She's still alive because of the care she got under Britain's National Health System, and more recently, in spite of that same system's bureaucratic rules.
"I really thought it would care for me from cradle to grave," Brewis said.
Like everyone here - Brewis is automatically covered by public health insurance.
"All that treatment, the surgery, and the consulting and the hospital stays - you didn't put out money for that?" asked CBS News correspondent Elizabeth Palmer.
"No, no," Brewis said. 'That was all on the National Health."
The NHS was set up 60 years ago to guarantee that everyone in the United Kingdom would have health care, but over the years complaints have grown over long waits and poor service.
Under fierce pressure to improve - the NHS annual budget was tripled over the past decade. Now, Britain spends just over $2,700 per person on health care, compared to an average $6,700 in the U.S. And a recent survey shows 90 percent of British patients rated their NHS care as good to excellent.
But it's not perfect, as Brewis discovered when the cancer spread to her lungs, and the NHS said it wouldn't pay for an experimental drug to shrink her tumors.
"You get people who are desperate for the best drug that is available worldwide," said Michael Summers, the vice-chairman of the Patients Association. "But the government body has said, 'Hey, look, we can't always afford these drugs.' Because it might extend your life by six months, but is it going to save your life? This sort of attitude can creep in. It is most unfortunate and heart rending."

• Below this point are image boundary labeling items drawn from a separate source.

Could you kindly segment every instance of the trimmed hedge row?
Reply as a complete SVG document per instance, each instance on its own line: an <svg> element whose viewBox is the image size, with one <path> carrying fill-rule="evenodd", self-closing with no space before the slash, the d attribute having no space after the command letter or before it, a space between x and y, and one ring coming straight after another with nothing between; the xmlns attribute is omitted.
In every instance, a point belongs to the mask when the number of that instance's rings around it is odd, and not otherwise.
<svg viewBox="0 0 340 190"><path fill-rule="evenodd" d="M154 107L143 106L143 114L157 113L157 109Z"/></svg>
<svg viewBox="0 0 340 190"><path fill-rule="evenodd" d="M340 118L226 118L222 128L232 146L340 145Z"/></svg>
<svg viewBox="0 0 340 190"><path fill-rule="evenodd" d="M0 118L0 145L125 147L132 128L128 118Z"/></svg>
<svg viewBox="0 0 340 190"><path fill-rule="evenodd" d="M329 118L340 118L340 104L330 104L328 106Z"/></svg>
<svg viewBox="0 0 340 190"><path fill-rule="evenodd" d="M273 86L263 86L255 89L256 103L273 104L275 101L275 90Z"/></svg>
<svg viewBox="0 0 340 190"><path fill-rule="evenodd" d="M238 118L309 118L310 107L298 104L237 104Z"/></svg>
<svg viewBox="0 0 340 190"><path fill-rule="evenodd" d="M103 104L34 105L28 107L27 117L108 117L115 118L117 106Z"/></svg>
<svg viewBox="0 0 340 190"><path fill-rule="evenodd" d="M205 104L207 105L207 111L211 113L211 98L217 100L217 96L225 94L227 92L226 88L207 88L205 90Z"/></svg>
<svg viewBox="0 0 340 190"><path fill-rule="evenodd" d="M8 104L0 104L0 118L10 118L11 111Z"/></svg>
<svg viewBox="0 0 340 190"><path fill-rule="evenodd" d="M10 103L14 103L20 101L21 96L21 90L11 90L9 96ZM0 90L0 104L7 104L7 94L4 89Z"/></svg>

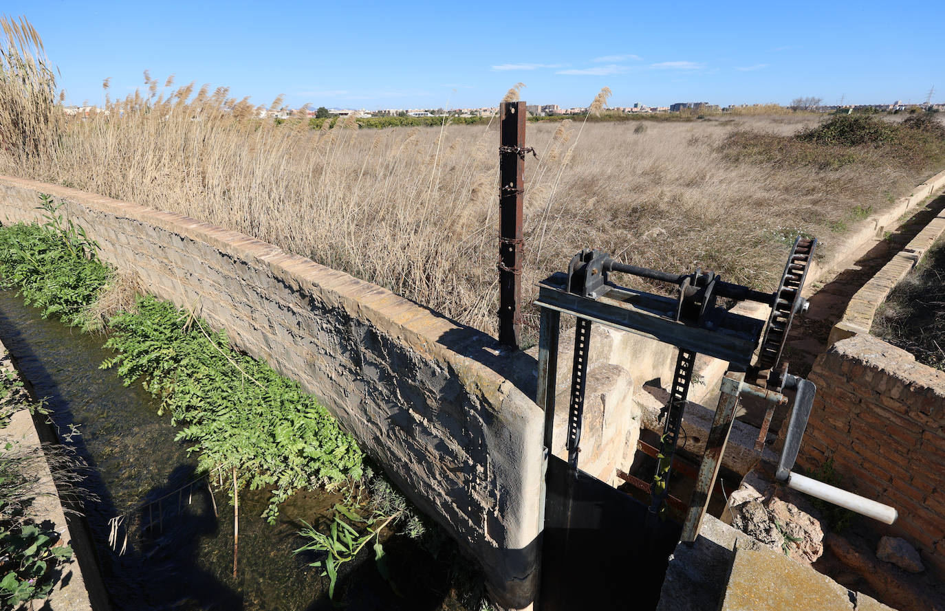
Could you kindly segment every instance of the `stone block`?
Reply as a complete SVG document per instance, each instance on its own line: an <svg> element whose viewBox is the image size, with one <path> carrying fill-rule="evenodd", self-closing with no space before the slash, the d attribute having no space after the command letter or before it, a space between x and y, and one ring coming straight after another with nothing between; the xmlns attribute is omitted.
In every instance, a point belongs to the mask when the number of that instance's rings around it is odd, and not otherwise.
<svg viewBox="0 0 945 611"><path fill-rule="evenodd" d="M854 606L846 587L782 553L735 551L720 611L808 609L854 611Z"/></svg>

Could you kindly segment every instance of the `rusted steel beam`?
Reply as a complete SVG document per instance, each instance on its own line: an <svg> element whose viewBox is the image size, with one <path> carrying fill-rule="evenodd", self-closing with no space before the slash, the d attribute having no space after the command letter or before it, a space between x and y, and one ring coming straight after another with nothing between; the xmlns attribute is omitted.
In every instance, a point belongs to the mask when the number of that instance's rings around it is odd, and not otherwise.
<svg viewBox="0 0 945 611"><path fill-rule="evenodd" d="M634 476L630 475L629 473L625 473L624 471L621 471L620 469L617 469L617 477L619 477L624 482L627 482L627 484L629 484L634 488L637 488L639 490L643 490L646 494L652 494L653 484L648 484L646 482L644 482L643 480L641 480L638 477L634 477ZM688 508L686 506L686 503L682 502L681 501L679 501L679 499L677 499L676 497L674 497L671 494L670 495L666 495L666 504L669 505L670 507L672 507L673 509L675 509L676 511L679 511L679 513L683 513L683 514L686 512L686 509Z"/></svg>
<svg viewBox="0 0 945 611"><path fill-rule="evenodd" d="M555 387L558 385L558 338L560 324L561 313L541 308L535 402L544 410L544 447L549 455L555 431Z"/></svg>
<svg viewBox="0 0 945 611"><path fill-rule="evenodd" d="M525 103L499 105L499 343L518 349L522 327L522 202Z"/></svg>
<svg viewBox="0 0 945 611"><path fill-rule="evenodd" d="M713 418L709 438L706 440L705 453L699 465L699 474L696 479L696 489L693 490L693 497L689 501L689 513L686 514L682 535L679 537L685 543L693 543L698 536L702 517L705 516L706 507L709 506L712 489L722 466L722 455L725 454L725 446L729 442L731 423L735 419L735 408L738 407L738 395L743 380L745 380L744 372L730 371L722 378L722 394L718 398L715 417Z"/></svg>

Brewis has lost two appeals so far, and had to borrow money to pay almost $2,000 a week for the drug - and a private nurse.
"The time that I have left with my family is very, very precious, and what makes it very difficult is that we are now, as a couple, as a family, are spending virtually all our time trying to fight this bureaucracy," Brewis said.
Dr. Karol Sikora, a British cancer specialist, became the unknowing poster boy for a series of ads made by a U.S. lobby group opposed to public health insurance. In fact, Dr. Sikora does believe in Britain's universal public system, but he says it can be wasteful, inefficient and unfair.
"If I could chose one system today, I would chose the British system over the American, if I was an average American," Sikora said. "Having said that, I think there is a huge opportunity for the Obama administration to design something that is completely novel."
Sikora advocates a mixture of public and private insurance - the competition acting to ensure efficiency and make sure cost-cutting doesn't deny patients like Brewis innovative drugs.
"I just, I feel I have a right to live as long as I can possibly live," Brewis said. "Everybody does. Nobody should be allowed to say that somebody has lived long enough and they can't live any longer."
No one would argue with that - the constant challenge is to deliver on a limited budget.